Viterbo – Ai viterbesi più tasse, ma gli assessori i loro stipendi non li toccano.
Non risolverà tutti i problemi, ma sarebbe un segnale, mentre si discute di un bilancio che peserà e molto, sulle tasche dei cittadini.
Senza contare che il taglio ai compensi è stato promesso, ma mai applicato.
“Era un delle cose dette – ricorda Gianmaria Santucci (Fondazione) – il taglio degli stipendi, ma nessuno se l’è tagliato. Di che stiamo parlando?
Sarebbe un segnale, ridurre i costi della politica, invece le spese sono sempre quelle, anzi, qualcuna in più”.
Intanto la maggioranza è alla ricerca di un difficile punto d’equilibrio sul documento di previsione.

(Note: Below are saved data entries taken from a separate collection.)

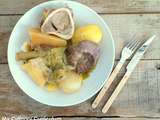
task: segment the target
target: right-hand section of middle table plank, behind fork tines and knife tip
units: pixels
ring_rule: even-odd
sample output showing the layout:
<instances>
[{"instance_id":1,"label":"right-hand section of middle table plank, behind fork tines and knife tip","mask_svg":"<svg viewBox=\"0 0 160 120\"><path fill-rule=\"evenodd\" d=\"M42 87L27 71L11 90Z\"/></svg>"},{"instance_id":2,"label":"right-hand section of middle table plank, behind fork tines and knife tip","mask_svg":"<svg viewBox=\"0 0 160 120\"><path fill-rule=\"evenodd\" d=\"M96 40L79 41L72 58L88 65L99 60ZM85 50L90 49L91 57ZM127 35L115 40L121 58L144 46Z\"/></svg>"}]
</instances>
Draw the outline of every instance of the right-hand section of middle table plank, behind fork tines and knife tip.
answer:
<instances>
[{"instance_id":1,"label":"right-hand section of middle table plank, behind fork tines and knife tip","mask_svg":"<svg viewBox=\"0 0 160 120\"><path fill-rule=\"evenodd\" d=\"M103 15L102 17L112 31L116 46L116 59L120 58L122 48L134 39L135 34L144 32L148 36L156 34L157 38L142 59L160 59L160 14Z\"/></svg>"}]
</instances>

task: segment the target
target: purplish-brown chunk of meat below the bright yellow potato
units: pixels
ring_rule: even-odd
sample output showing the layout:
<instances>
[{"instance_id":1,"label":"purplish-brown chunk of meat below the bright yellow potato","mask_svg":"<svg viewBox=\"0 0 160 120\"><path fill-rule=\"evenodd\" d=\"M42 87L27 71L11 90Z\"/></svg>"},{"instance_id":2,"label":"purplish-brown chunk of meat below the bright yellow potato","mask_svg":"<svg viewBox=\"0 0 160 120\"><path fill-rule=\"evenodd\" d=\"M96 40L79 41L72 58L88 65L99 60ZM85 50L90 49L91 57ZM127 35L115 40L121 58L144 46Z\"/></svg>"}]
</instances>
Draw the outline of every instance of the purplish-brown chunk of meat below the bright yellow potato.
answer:
<instances>
[{"instance_id":1,"label":"purplish-brown chunk of meat below the bright yellow potato","mask_svg":"<svg viewBox=\"0 0 160 120\"><path fill-rule=\"evenodd\" d=\"M74 66L78 73L88 72L97 63L99 56L99 45L87 40L69 46L66 50L68 63Z\"/></svg>"}]
</instances>

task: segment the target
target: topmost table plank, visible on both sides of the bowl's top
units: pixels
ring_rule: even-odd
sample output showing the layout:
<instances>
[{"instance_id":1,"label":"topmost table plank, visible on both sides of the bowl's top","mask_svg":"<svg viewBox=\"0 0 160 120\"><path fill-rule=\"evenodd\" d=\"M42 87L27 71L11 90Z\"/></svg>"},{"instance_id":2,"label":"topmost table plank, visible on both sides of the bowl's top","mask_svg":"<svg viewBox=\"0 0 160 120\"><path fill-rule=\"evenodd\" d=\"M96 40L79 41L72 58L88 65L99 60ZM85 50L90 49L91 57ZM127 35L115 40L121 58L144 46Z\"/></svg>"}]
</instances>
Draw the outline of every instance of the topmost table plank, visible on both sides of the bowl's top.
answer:
<instances>
[{"instance_id":1,"label":"topmost table plank, visible on both sides of the bowl's top","mask_svg":"<svg viewBox=\"0 0 160 120\"><path fill-rule=\"evenodd\" d=\"M0 14L24 14L48 0L1 0ZM159 0L76 0L98 13L158 13Z\"/></svg>"}]
</instances>

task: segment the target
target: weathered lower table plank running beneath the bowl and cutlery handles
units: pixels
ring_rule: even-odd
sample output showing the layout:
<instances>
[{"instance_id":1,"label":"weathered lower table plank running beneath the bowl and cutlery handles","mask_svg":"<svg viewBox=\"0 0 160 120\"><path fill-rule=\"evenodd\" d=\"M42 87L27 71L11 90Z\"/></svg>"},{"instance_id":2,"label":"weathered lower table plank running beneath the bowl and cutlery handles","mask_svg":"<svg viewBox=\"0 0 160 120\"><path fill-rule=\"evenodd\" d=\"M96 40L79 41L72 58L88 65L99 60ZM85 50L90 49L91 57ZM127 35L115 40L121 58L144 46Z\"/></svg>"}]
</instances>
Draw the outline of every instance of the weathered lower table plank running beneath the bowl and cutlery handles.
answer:
<instances>
[{"instance_id":1,"label":"weathered lower table plank running beneath the bowl and cutlery handles","mask_svg":"<svg viewBox=\"0 0 160 120\"><path fill-rule=\"evenodd\" d=\"M91 108L93 98L76 106L57 108L36 102L23 93L14 82L7 64L0 65L0 113L39 116L121 116L160 117L160 60L142 60L107 114ZM125 70L119 73L120 80ZM23 80L23 79L22 79ZM117 83L112 85L112 91ZM107 99L110 92L106 94ZM85 109L84 109L85 108Z\"/></svg>"}]
</instances>

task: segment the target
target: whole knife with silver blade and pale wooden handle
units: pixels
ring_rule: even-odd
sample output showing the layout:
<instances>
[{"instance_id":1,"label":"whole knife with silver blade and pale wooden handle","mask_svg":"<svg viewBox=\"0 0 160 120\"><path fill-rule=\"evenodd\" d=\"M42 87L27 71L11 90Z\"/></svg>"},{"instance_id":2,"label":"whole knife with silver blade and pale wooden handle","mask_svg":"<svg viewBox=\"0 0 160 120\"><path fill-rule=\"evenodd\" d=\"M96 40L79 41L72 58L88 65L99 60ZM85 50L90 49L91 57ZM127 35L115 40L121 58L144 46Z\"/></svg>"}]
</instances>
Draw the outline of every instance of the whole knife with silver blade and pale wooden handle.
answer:
<instances>
[{"instance_id":1,"label":"whole knife with silver blade and pale wooden handle","mask_svg":"<svg viewBox=\"0 0 160 120\"><path fill-rule=\"evenodd\" d=\"M144 53L146 52L147 48L152 43L152 41L155 39L155 37L156 37L156 35L153 35L152 37L150 37L137 50L137 52L135 53L135 55L131 59L130 63L126 67L127 72L125 73L125 75L123 76L122 80L119 82L119 84L117 85L116 89L114 90L114 92L112 93L112 95L110 96L110 98L108 99L108 101L106 102L106 104L104 105L104 107L102 109L103 113L106 113L108 111L108 109L112 105L113 101L118 96L119 92L121 91L121 89L123 88L123 86L125 85L125 83L127 82L128 78L131 75L131 73L133 72L134 68L136 67L136 65L138 64L138 62L140 61L140 59L143 57Z\"/></svg>"}]
</instances>

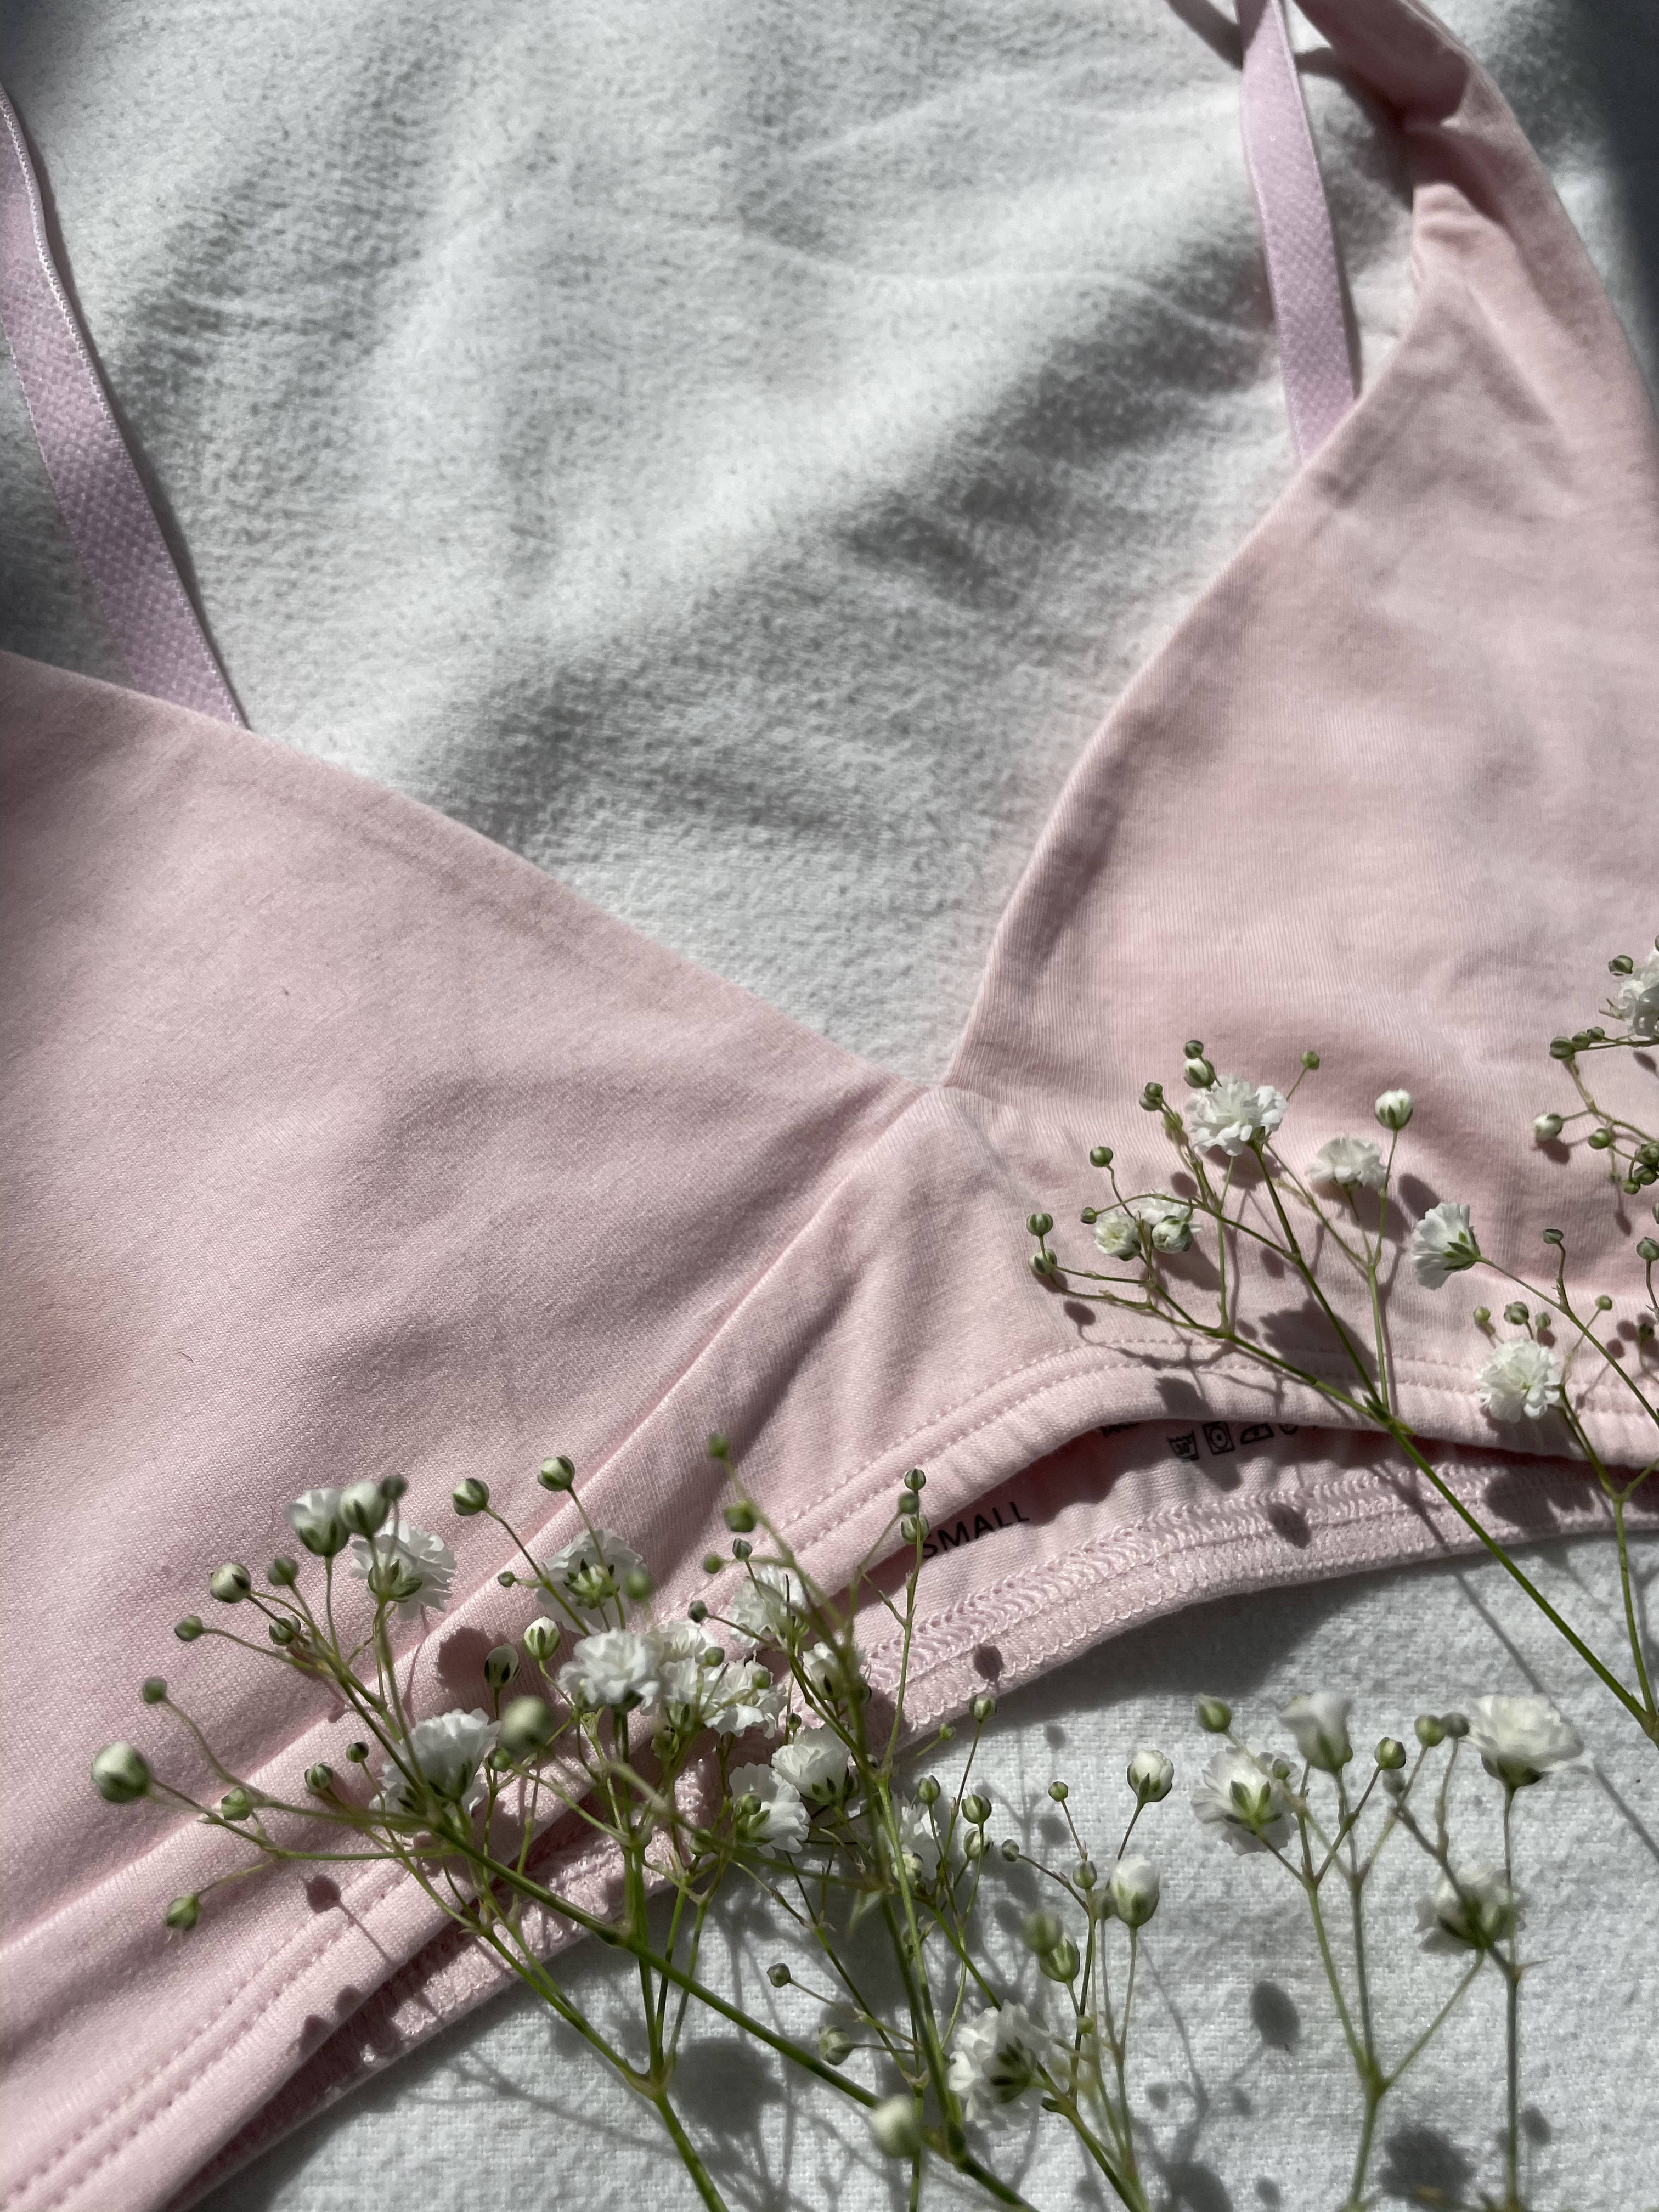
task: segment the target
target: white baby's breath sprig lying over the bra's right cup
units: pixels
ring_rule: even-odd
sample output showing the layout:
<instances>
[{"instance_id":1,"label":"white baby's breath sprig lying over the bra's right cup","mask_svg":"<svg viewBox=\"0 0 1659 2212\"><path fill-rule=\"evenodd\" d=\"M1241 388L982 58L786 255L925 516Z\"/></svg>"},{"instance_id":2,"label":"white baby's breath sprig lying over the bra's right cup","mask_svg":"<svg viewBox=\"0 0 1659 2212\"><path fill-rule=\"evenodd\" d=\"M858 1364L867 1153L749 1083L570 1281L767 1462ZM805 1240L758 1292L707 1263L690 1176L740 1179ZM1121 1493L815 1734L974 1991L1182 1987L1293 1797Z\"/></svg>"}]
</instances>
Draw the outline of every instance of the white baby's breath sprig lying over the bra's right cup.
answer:
<instances>
[{"instance_id":1,"label":"white baby's breath sprig lying over the bra's right cup","mask_svg":"<svg viewBox=\"0 0 1659 2212\"><path fill-rule=\"evenodd\" d=\"M1652 1040L1659 1022L1659 951L1637 973L1632 962L1615 962L1624 975L1619 1006L1628 1029L1617 1037L1597 1031L1586 1042L1566 1040L1564 1057L1577 1075L1579 1051L1630 1048ZM1557 1040L1562 1044L1562 1040ZM1555 1053L1557 1046L1551 1046ZM1287 1091L1248 1082L1239 1075L1217 1075L1203 1053L1203 1042L1190 1037L1183 1046L1186 1110L1177 1110L1159 1082L1141 1088L1139 1104L1157 1115L1175 1150L1170 1186L1135 1190L1119 1181L1113 1146L1095 1146L1091 1166L1110 1183L1110 1206L1086 1206L1082 1221L1095 1234L1097 1250L1110 1270L1075 1265L1051 1243L1053 1217L1035 1212L1026 1221L1037 1250L1031 1270L1048 1290L1110 1305L1148 1323L1175 1329L1192 1343L1234 1354L1265 1369L1274 1385L1294 1385L1325 1400L1345 1422L1360 1422L1389 1438L1396 1451L1438 1491L1444 1504L1498 1559L1504 1573L1526 1593L1531 1604L1571 1644L1601 1686L1637 1721L1650 1743L1659 1745L1659 1701L1639 1617L1628 1551L1628 1506L1637 1491L1659 1469L1659 1292L1655 1263L1659 1241L1641 1237L1635 1256L1641 1263L1641 1290L1619 1314L1608 1292L1584 1301L1568 1285L1566 1237L1544 1230L1544 1245L1555 1263L1553 1283L1531 1283L1491 1254L1475 1237L1469 1206L1442 1201L1429 1206L1413 1223L1396 1188L1396 1155L1402 1133L1411 1126L1416 1102L1409 1091L1385 1091L1374 1104L1374 1119L1385 1141L1376 1137L1332 1137L1298 1172L1285 1157L1281 1130L1298 1086L1321 1066L1316 1051L1305 1051L1301 1071ZM1588 1097L1588 1093L1586 1093ZM1593 1108L1599 1113L1599 1108ZM1555 1119L1555 1117L1551 1117ZM1606 1126L1613 1126L1604 1117ZM1542 1130L1542 1124L1540 1124ZM1621 1190L1646 1190L1659 1175L1659 1144L1617 1124L1617 1144L1626 1170ZM1559 1126L1553 1130L1559 1135ZM1597 1135L1586 1139L1593 1148ZM1648 1155L1652 1152L1652 1159ZM1652 1172L1650 1172L1652 1170ZM1172 1186L1183 1183L1181 1192ZM1655 1206L1659 1221L1659 1206ZM1214 1281L1206 1287L1181 1261L1194 1239L1208 1232L1206 1256ZM1298 1356L1270 1340L1243 1310L1248 1272L1243 1254L1265 1254L1287 1270L1307 1292L1323 1345L1312 1356ZM1394 1272L1409 1263L1427 1290L1442 1290L1453 1274L1486 1270L1522 1292L1502 1312L1502 1334L1489 1305L1473 1310L1475 1327L1486 1338L1486 1356L1473 1383L1480 1402L1504 1429L1555 1416L1566 1431L1566 1444L1595 1475L1608 1506L1619 1551L1624 1626L1632 1681L1590 1648L1571 1621L1544 1597L1537 1584L1515 1562L1498 1535L1431 1460L1431 1440L1420 1436L1400 1413L1394 1356L1387 1327L1387 1301ZM1343 1276L1358 1281L1365 1321L1352 1318ZM1652 1431L1657 1447L1639 1467L1615 1469L1597 1449L1588 1427L1588 1398L1613 1394Z\"/></svg>"}]
</instances>

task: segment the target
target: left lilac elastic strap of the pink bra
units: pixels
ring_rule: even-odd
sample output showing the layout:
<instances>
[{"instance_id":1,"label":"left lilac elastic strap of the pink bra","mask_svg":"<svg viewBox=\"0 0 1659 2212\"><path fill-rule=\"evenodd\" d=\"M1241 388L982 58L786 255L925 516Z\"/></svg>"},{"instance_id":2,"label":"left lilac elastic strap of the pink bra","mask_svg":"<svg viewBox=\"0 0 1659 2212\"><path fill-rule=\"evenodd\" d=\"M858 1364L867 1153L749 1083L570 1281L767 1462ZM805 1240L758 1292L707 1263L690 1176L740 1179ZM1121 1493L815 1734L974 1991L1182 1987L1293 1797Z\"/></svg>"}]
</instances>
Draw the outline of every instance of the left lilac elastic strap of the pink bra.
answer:
<instances>
[{"instance_id":1,"label":"left lilac elastic strap of the pink bra","mask_svg":"<svg viewBox=\"0 0 1659 2212\"><path fill-rule=\"evenodd\" d=\"M40 186L4 91L0 325L46 478L133 684L241 723L53 265Z\"/></svg>"}]
</instances>

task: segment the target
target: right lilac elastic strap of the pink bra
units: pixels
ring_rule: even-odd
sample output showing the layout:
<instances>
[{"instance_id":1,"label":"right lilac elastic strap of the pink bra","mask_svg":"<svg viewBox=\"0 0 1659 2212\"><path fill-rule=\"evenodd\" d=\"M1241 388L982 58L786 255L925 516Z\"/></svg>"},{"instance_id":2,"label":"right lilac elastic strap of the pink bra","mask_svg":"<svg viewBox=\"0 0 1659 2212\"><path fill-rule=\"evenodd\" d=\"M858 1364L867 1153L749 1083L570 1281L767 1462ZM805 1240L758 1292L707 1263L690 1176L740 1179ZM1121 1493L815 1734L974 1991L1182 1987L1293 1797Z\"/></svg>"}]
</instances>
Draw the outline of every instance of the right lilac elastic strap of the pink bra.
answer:
<instances>
[{"instance_id":1,"label":"right lilac elastic strap of the pink bra","mask_svg":"<svg viewBox=\"0 0 1659 2212\"><path fill-rule=\"evenodd\" d=\"M1343 281L1283 0L1239 0L1243 142L1279 323L1290 434L1305 460L1354 405Z\"/></svg>"}]
</instances>

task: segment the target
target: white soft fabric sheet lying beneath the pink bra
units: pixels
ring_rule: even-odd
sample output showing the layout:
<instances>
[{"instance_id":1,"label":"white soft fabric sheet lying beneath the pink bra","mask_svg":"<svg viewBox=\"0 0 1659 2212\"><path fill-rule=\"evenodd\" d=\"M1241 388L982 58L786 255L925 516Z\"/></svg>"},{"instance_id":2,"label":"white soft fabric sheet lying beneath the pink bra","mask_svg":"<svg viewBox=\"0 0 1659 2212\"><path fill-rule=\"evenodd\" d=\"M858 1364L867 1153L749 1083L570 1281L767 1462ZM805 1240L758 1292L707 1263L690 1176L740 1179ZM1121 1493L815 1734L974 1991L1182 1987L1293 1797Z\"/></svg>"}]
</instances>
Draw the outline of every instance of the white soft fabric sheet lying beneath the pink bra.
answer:
<instances>
[{"instance_id":1,"label":"white soft fabric sheet lying beneath the pink bra","mask_svg":"<svg viewBox=\"0 0 1659 2212\"><path fill-rule=\"evenodd\" d=\"M1517 104L1652 380L1652 11L1447 15ZM940 1073L1066 768L1292 467L1232 33L1208 0L7 0L0 75L254 728L458 814L852 1048ZM1374 374L1409 307L1398 159L1343 84L1314 71L1310 102ZM119 677L11 378L0 487L0 644ZM1555 1573L1606 1601L1604 1559ZM1141 1632L1018 1701L1000 1774L1064 1765L1113 1803L1135 1741L1190 1767L1201 1686L1265 1714L1347 1683L1369 1741L1513 1683L1504 1637L1628 1801L1584 1781L1526 1820L1535 1887L1566 1900L1540 1938L1562 1966L1528 1993L1540 2194L1626 2208L1655 2194L1659 2152L1652 1763L1498 1577ZM1214 2097L1172 2192L1199 2212L1332 2203L1347 2086L1305 1949L1281 1909L1263 1966L1259 1869L1166 1814L1161 1958ZM1294 2057L1252 2057L1261 1971L1301 2013ZM1241 2062L1252 2115L1225 2110ZM752 2201L887 2201L816 2106L785 2126L763 2090L728 2099L726 2066L703 2112L765 2146ZM1155 2066L1172 2079L1175 2053ZM1449 2057L1411 2097L1484 2157L1484 2073ZM215 2212L387 2185L440 2208L679 2201L641 2135L507 2000ZM1033 2192L1071 2201L1060 2170Z\"/></svg>"}]
</instances>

“Da quello che si capisce – osserva Santucci – le posizioni sono distanti. Di certo c’è solo che l’assessora Ciambella aveva promesso l’approvazione del bilancio entro febbraio. Siamo a luglio e ancora si discute.
Non solo: stiamo ancora aspettando di pagare il saldo Tarsu 2013, mentre nel resto d’Italia si discute del 2014”. C’è confusione.
“Sarà un autunno nero per i viterbesi – continua Santucci – i soldi risparmiati con Renzi, a Viterbo se li prende il comune. Per far divertire l’assessora Ciambella o i colleghi Barelli o Saraconi. Non mi pare il massimo”.
Aumentare la Tasi per Santucci sarebbe una scelta folle: “Già lo scorso anno volevano scaricare sui cittadini in modo discriminato il balzello – ricorda Santucci – poi c’è l’Irpef, con il tema di capire su chi ricadranno gli aumenti.
Si parla anche della tassa di soggiorno. Ottima scelta per promuovere il turismo in città”.
I soldi da qualche parte però vanno trovati. “Economie se ne possono fare. Noi come minoranza siamo pronti al confronto e a proporre le nostre idee. Invece sembra che vogliano fuggire.
Certo, è difficile confrontarsi con l’opposizione, quando non hanno un’intesa neppure fra loro.
Al momento stiamo assistendo impotenti. Proposte possiamo farle, quando vorranno ascoltarci”.